According to an FDA statement, marijuana is listed in Schedule I of the Controlled Substances Act (CSA) - this is the most restrictive schedule. The FDA agrees with this Schedule I listing, as does the Drug Enforcement Agency (DEA).
The three criteria for placement in Schedule I, says the FDA (21 U.S.C 812b 1) are currently met by Marijuana. It listed as the three main reasons against the use of marijuana for medical use as:
1. It has a high potential for abuse
2. It has no currently accepted medical use in treatment in the USA
3. It has a lack of accepted safety for use under medical supervision
The FDA also added that current evidence shows marijuana is harmful to human health. It cited several studies and reports done by HHS, FDA, SAMHSA and NIDA, which indicate that scientific evidence supporting marijuana's medical use is lacking (for treatment in the USA). Also, the FDA said animal or human data supporting efficacy and safety of marijuana for general medical use is lacking.
There are alternatives (approved by the FDA) to smoking marijuana for medical use, said the agency.
The FDA's role is to make sure a drug is safe and effective before it is allowed into the market.
The agency went on to say that without clear evidence of safety and efficacy through well regulated clinical trials, it cannot approve a drug. It would not serve the interests of public health, as patients would be exposed to ineffective and potentially dangerous drug products.
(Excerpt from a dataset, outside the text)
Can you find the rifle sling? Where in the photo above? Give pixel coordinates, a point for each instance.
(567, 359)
The agency criticised moves made by a number of states to make smoked marijuana available for some medical conditions (upon a doctor's recommendation). 11 states have legalized the use of marijuana for medical purposes. The FDA has no power in enforcing its statement on those states (would be the role of the DEA).
Saying there is no sound scientific study contradicts a study carried out in 1999 by the Institute of Medicine. This study did find some benefits in using marijuana for particular conditions.
At medical news today we have received over the years hundreds of emails from patients worldwide whose lives have been made more tolerable thanks to marijuana.